Being lonely can be deadly for seniors.

In 2014, 126 seniors aged 60 and above killed themselves, an increase of nearly 60 percent from the 79 seniors who committed suicide in 2000.

The risk of dying prematurely increases by 1.7 times for seniors who live alone, revealed a study by the Department of Psychological Medicine at the National University of Singapore. For older men, the risk nearly triples.


The jump in suicide rates could be explained by the rise in the number of seniors living alone. This has nearly tripled from 14,500 in 2000 to 42,100 in 2014.

The majority of seniors who called suicide prevention agency Samaritans of Singapore faced issues such as physical and mental health ailments, financial and relationship issues, and loneliness.


Many seniors experience social isolation.

About 32 percent of older people in Singapore reported being sometimes lonely, and 19 percent report being mostly lonely, revealed a study led by Associate Professor Angelique Chan of the Duke-NUS Graduate Medical School, released in 2014.

Socially Isolated Lower-middle Income Seniors

Recognising the need to engage the increasing number of elderly in Singapore, MWS is launching three new Senior Activity Centres (SAC) in 2016.

Most current SACs in Singapore cater to seniors living in rental flats, leaving out those who live in flats they owned but also face similar risks of social isolation.

Large sections of their social networks have fallen away following their retirement and deaths of their friends and spouses.

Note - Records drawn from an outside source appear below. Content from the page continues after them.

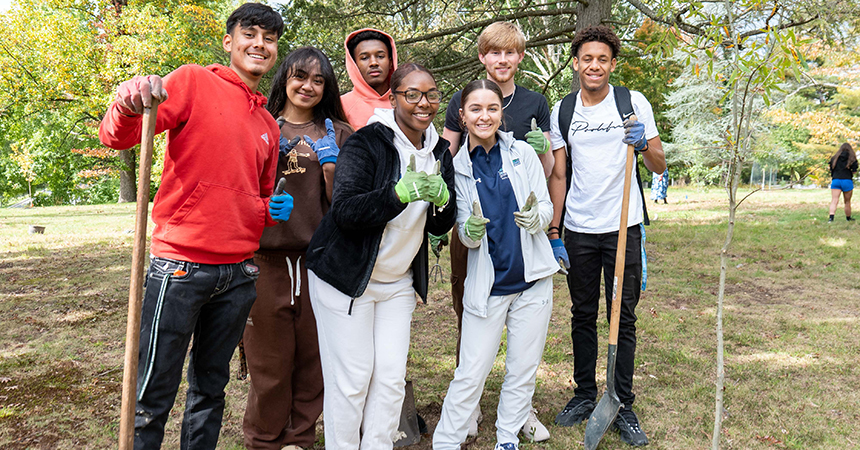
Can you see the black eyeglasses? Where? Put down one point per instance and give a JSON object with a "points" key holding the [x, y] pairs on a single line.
{"points": [[414, 95]]}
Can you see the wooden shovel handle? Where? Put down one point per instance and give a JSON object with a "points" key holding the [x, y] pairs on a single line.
{"points": [[135, 291], [621, 251]]}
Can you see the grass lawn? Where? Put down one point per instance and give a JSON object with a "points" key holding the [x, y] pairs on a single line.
{"points": [[792, 324]]}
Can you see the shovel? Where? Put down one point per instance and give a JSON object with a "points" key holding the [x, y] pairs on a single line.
{"points": [[609, 405], [135, 291]]}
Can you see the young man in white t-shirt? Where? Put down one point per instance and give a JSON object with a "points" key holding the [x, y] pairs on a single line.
{"points": [[596, 144]]}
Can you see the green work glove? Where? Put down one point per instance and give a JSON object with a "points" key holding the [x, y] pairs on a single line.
{"points": [[434, 189], [528, 217], [476, 224], [536, 139], [437, 243], [409, 187]]}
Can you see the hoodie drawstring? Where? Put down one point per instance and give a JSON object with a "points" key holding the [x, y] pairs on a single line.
{"points": [[295, 279]]}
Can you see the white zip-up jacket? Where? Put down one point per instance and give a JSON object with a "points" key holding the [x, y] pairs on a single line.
{"points": [[525, 172]]}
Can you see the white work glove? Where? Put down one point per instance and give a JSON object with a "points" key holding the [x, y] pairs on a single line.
{"points": [[528, 217]]}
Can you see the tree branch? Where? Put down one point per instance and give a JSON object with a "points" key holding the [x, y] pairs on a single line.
{"points": [[485, 22], [796, 23], [673, 22]]}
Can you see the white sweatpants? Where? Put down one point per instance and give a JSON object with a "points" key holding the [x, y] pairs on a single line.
{"points": [[363, 357], [526, 315]]}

They are also likely to have difficulty moving about due to age and chronic ailments. Venturing further from home is challenging to say the least.

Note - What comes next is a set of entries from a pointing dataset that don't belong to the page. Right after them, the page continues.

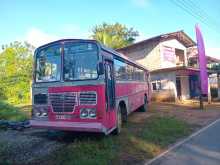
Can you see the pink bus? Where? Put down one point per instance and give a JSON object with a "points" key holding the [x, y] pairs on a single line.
{"points": [[80, 85]]}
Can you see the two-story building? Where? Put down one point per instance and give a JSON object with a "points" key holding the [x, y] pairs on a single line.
{"points": [[169, 59]]}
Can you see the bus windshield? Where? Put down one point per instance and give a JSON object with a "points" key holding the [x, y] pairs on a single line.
{"points": [[48, 64], [80, 61]]}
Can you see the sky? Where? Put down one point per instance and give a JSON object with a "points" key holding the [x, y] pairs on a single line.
{"points": [[43, 21]]}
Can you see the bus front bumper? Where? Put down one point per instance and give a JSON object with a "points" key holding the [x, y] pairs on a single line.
{"points": [[70, 126]]}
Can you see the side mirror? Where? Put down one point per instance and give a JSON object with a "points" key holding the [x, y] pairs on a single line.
{"points": [[100, 68]]}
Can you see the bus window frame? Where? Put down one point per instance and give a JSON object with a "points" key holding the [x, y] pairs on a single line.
{"points": [[61, 43]]}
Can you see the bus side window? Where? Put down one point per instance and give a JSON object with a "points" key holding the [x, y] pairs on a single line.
{"points": [[110, 84]]}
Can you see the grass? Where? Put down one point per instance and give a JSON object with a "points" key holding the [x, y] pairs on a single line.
{"points": [[136, 143], [10, 112], [163, 131]]}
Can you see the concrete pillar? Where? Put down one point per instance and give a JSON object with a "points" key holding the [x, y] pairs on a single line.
{"points": [[209, 92], [218, 81]]}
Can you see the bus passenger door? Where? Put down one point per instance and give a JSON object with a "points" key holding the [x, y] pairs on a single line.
{"points": [[110, 94]]}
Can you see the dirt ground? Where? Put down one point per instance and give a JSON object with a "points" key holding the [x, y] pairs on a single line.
{"points": [[35, 144], [187, 111]]}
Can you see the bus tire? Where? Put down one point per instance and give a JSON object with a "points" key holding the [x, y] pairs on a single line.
{"points": [[117, 131], [144, 107]]}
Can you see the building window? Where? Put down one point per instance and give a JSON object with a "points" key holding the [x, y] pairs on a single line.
{"points": [[156, 85]]}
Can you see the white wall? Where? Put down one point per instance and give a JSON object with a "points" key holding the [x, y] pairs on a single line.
{"points": [[168, 81], [174, 44], [185, 87]]}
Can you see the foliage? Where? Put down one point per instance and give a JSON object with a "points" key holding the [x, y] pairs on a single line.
{"points": [[16, 72], [114, 35]]}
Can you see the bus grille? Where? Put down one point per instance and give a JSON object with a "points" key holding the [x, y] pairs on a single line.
{"points": [[87, 98], [63, 102]]}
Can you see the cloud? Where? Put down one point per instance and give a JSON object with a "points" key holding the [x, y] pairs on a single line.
{"points": [[38, 37], [141, 3], [213, 52]]}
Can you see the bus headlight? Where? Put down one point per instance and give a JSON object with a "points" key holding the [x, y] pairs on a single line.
{"points": [[88, 113], [92, 113], [40, 111], [84, 113]]}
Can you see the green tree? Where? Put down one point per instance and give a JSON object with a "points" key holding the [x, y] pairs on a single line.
{"points": [[114, 35], [16, 72]]}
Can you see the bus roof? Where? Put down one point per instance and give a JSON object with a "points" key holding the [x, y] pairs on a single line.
{"points": [[112, 51]]}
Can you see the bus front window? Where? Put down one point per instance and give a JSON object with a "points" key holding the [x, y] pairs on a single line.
{"points": [[80, 61], [48, 64]]}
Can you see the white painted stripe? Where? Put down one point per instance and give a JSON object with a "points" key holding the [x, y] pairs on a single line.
{"points": [[181, 142]]}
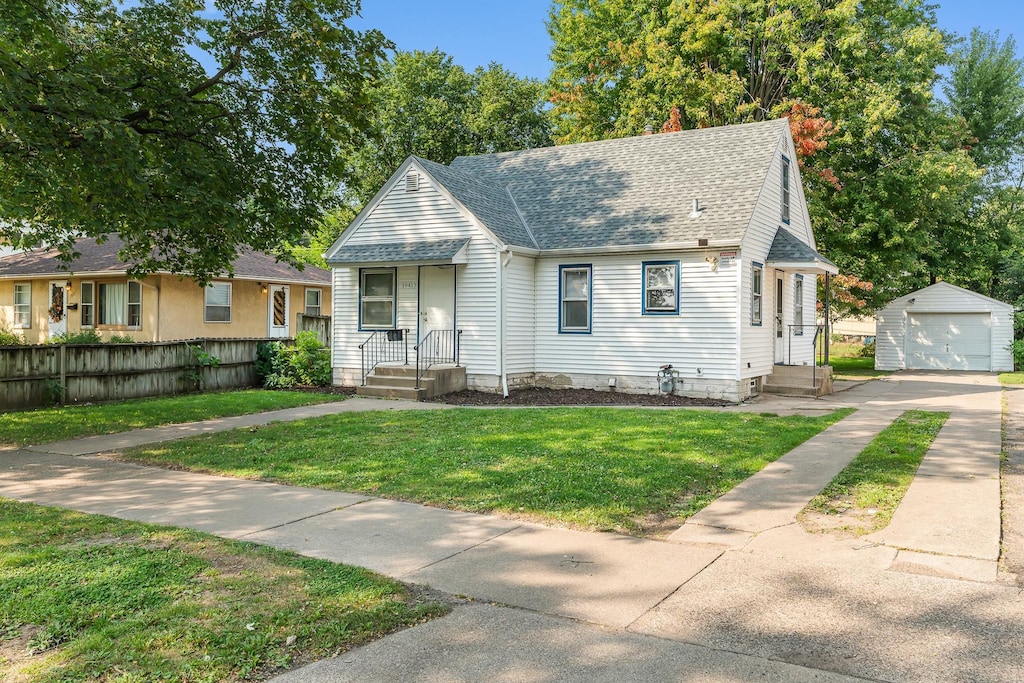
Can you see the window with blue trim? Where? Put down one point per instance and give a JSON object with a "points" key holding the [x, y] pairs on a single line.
{"points": [[574, 298], [798, 304], [377, 299], [785, 190], [660, 288], [757, 290]]}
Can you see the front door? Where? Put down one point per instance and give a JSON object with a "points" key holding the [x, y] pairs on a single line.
{"points": [[280, 312], [780, 331], [57, 311], [436, 299]]}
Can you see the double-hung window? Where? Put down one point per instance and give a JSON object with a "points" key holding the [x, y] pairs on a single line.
{"points": [[798, 304], [785, 190], [23, 305], [217, 306], [87, 305], [660, 288], [313, 301], [377, 310], [574, 299], [120, 304], [757, 289]]}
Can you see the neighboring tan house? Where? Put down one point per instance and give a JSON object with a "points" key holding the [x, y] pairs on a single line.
{"points": [[589, 265], [39, 298]]}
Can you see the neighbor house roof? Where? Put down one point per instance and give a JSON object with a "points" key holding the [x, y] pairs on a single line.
{"points": [[98, 259]]}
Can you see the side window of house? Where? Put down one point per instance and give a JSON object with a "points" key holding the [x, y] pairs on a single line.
{"points": [[23, 305], [660, 288], [87, 304], [574, 298], [120, 304], [218, 303], [377, 299], [757, 288], [785, 189], [313, 301], [798, 304]]}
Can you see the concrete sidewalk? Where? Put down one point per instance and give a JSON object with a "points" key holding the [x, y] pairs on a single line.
{"points": [[761, 600]]}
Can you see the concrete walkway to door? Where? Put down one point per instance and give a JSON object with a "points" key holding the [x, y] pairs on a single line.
{"points": [[769, 603]]}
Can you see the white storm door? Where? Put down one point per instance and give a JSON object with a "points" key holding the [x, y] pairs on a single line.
{"points": [[57, 308], [436, 299], [780, 331], [280, 311], [949, 341]]}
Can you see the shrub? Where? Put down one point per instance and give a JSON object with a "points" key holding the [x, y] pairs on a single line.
{"points": [[8, 338], [280, 366], [82, 337]]}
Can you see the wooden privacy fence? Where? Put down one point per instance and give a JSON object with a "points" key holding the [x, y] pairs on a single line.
{"points": [[34, 376]]}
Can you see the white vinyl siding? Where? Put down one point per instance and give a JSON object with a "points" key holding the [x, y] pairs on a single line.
{"points": [[423, 215], [915, 330], [624, 341], [519, 314]]}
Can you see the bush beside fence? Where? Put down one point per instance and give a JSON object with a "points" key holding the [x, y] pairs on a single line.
{"points": [[35, 376]]}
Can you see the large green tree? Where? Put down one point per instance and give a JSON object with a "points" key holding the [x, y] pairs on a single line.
{"points": [[112, 122], [426, 104], [888, 186]]}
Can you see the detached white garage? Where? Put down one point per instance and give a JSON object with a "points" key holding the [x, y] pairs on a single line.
{"points": [[944, 327]]}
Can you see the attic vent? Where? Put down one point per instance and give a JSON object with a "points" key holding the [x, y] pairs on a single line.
{"points": [[412, 181]]}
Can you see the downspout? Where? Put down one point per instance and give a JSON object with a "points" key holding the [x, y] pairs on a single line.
{"points": [[504, 258]]}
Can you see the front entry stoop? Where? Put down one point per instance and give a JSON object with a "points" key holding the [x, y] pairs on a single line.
{"points": [[399, 382], [800, 381]]}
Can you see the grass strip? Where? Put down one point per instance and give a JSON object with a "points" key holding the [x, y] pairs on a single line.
{"points": [[57, 424], [84, 598], [604, 469], [870, 487]]}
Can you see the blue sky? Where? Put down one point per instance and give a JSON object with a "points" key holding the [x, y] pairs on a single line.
{"points": [[514, 34]]}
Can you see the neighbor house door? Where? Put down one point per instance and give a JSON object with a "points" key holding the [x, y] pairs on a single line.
{"points": [[57, 308], [436, 299], [280, 311], [780, 331]]}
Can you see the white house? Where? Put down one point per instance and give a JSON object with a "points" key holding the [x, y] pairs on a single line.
{"points": [[944, 327], [589, 265]]}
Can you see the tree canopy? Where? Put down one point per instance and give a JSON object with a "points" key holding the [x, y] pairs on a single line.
{"points": [[891, 177], [110, 123]]}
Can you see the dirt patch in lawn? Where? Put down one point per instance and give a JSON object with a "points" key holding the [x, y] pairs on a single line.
{"points": [[538, 396]]}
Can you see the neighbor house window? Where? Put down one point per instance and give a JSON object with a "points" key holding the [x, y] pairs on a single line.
{"points": [[573, 295], [785, 190], [120, 304], [757, 288], [23, 305], [798, 304], [377, 299], [660, 288], [218, 303], [312, 301], [87, 304]]}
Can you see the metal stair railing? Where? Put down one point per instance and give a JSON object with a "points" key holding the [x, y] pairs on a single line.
{"points": [[438, 346], [384, 346]]}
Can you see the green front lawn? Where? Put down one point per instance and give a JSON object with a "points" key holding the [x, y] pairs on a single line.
{"points": [[86, 598], [590, 468], [870, 487], [57, 424]]}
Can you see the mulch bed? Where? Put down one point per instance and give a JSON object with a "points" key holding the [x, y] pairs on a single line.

Providing the Warmth of a Community

At the new MWS Senior Activity Centres to be located below HDB blocks at Fernvale, Sims Place and Teck Ghee, seniors can look forward to engaging programmes and activities that cater to their multi-dimensional needs. The centres also include state of the art community gyms specially designed for seniors, to optimise impact to their physical fitness and health.

These programmes bring the seniors in the neighbourhood together to form a new community and “kampong” spirit. When seniors experience physical and socio-emotional well-being, the chronic effects of ageing can be delayed.

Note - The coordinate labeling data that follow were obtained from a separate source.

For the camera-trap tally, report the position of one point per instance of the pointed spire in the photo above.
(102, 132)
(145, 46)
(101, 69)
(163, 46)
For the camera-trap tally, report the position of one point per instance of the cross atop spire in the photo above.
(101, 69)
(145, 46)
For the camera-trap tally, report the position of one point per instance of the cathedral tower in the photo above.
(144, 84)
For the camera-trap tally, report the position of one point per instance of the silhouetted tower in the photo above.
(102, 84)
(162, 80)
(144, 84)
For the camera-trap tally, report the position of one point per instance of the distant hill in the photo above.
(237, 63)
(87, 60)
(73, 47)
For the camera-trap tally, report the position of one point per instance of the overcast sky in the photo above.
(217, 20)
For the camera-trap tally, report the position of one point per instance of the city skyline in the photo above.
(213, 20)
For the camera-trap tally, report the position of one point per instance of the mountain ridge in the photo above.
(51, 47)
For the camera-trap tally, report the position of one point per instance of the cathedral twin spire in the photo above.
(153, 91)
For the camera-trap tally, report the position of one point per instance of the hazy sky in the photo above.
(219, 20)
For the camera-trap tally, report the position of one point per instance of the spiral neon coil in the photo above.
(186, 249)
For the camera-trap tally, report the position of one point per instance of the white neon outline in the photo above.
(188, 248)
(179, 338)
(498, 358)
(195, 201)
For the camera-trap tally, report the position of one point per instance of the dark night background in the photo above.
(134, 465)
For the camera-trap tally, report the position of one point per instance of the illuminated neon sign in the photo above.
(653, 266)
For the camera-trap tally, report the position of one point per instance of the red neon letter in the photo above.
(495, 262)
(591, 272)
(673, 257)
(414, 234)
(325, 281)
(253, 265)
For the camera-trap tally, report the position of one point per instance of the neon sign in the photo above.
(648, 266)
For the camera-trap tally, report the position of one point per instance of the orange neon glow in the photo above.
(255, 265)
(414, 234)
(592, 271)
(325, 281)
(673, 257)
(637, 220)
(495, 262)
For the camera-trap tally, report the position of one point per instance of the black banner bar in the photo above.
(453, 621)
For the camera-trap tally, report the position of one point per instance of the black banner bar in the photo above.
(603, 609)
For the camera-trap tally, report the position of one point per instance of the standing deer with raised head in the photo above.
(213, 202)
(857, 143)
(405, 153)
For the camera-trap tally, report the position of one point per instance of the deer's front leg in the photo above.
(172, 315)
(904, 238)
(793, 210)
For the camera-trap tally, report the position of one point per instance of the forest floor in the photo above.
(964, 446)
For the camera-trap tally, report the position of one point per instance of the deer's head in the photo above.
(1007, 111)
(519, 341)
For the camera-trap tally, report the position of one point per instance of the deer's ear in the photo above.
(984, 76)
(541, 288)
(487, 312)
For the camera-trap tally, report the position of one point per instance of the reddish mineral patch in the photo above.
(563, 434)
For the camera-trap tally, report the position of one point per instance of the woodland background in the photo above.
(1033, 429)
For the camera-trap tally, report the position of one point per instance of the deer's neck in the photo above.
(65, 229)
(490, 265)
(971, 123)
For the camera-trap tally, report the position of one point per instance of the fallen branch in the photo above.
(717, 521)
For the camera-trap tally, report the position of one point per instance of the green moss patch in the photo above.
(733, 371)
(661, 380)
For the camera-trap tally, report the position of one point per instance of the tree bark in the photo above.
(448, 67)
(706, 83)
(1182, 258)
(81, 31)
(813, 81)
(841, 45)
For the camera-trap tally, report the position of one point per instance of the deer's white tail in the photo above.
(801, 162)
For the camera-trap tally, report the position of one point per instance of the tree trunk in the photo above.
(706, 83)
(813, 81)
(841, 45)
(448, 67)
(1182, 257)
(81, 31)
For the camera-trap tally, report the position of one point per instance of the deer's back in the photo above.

In addition, the centres will also be linked to the studio apartments’ Alert Alarm System (AAS) and are able to respond to emergencies faced by seniors living alone.

The centres are targeted to open in the second quarter of 2016. As the government does not provide any funding for SACs catering to seniors living in studio apartments, MWS has to run these centres entirely on a self-funding basis.